One of the most important decisions that can be made in a divorce or custody suit is who the children primarily reside with, whether there is a geographic restriction on where that parent can reside, and legal rights and duties each parent has to any given child, and visitation or possession of that child. In Texas family law cases, children are taken very seriously by the family court. They have a duty for protection and serving the best intreest of the child while adhering to state laws.
Calculating the amount of child support owed, what the guidelines on calculating child support are with respect to the net resources of the parent owing the duty of support (often called the child support payor or obligor), and in what instances under our Texas Family Code a person can obtain child support above and beyond the cap created by those guidelines.
Sometimes people don’t act like they should or, more importantly, as they’ve been ordered to by a court of law. If this happens, it is important to know what actions can be taken to compel that person to act and what punishment is available to compel that action. On the flip side of that coin, it is important to know whether a violation in fact occurred and what defenses might be argued and what penalties might be imposed by the court.
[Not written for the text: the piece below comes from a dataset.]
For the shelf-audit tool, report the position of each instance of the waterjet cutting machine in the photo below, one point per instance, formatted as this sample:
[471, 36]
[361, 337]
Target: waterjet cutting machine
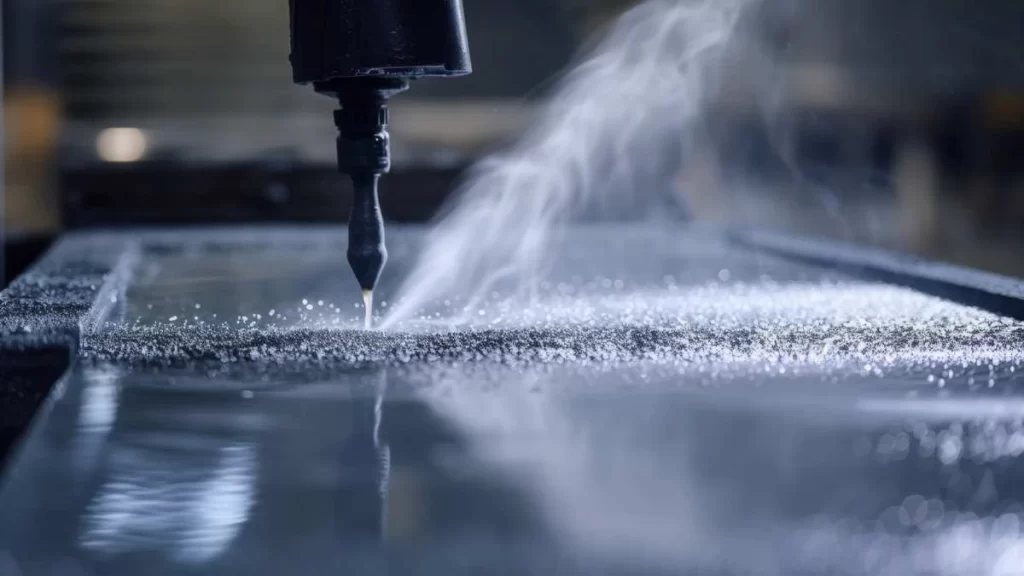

Sometimes a prior order isn’t appropriate anymore. There are different rules and requirements that come into play depending on when a modification is being sought and what is being modified.
Who is legally considered the father with a legal obligation to support the child and who must first be legally proven to be the father before child support can be ordered. Additionally, who can assert parental rights to a child and who has to have his paternity established by the court before he has any rights and, importantly, what the deadlines are for doing either of these.